Daniel Michael, Chief of the SEC Enforcement Division’s Complex Financial Instruments Unit, commented: “To increase transparency and guard against conflicts of interest, the federal securities laws require credit rating agencies to disclose how ratings are determined and to have effective internal controls to ensure they adhere to their ratings methodologies. In this action, the complaint alleges that Morningstar failed on both counts by permitting analysts to make undisclosed adjustments over which Morningstar had no effective internal controls.”
Morningstar is charged with violating disclosure and internal control provisions of the Securities Exchange Act of 1934 applicable to credit rating agencies. The regulator seeks injunctive relief, disgorgement with prejudgment interest, and civil penalties.
The subprime crisis and the role of credit agencies in the collapse of the financial system are still very vivid memories.

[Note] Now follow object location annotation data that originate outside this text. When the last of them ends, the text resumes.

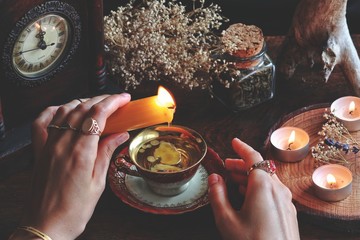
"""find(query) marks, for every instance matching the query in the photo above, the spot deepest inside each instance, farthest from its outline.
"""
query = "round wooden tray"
(343, 215)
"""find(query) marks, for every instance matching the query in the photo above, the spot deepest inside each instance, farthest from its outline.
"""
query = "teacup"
(166, 157)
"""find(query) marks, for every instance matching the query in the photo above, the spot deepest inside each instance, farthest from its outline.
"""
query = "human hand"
(267, 211)
(70, 166)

The size of Morningstar Credit Ratings’ “adjustments” – 30 commercial mortgage-backed securities (CMBS) transactions totaling $30 billion – are peanuts compared to what happened back in 2008.
U.S. law requires rating agencies to disclose their ratings methodologies and stick to those frameworks. Morningstar previously paid $3.5 million to settle SEC charges it violating conflict of interest rules designed to separate credit ratings and analysis from sales and marketing.
It was in 2019 that Morningstar acquired Canada-based DBRS, the fourth largest credit ratings agency in the world, for $669 million funded with a mix of cash and debt. The deal allowed Morningstar Credit Ratings to expand from its U.S. operations to a worldwide business, including global asset class coverage.
At the time, DBRS reported $167 million in revenue for the fiscal year ended November 30, 2018, which represented approximately 17% of Morningstar’s total revenue.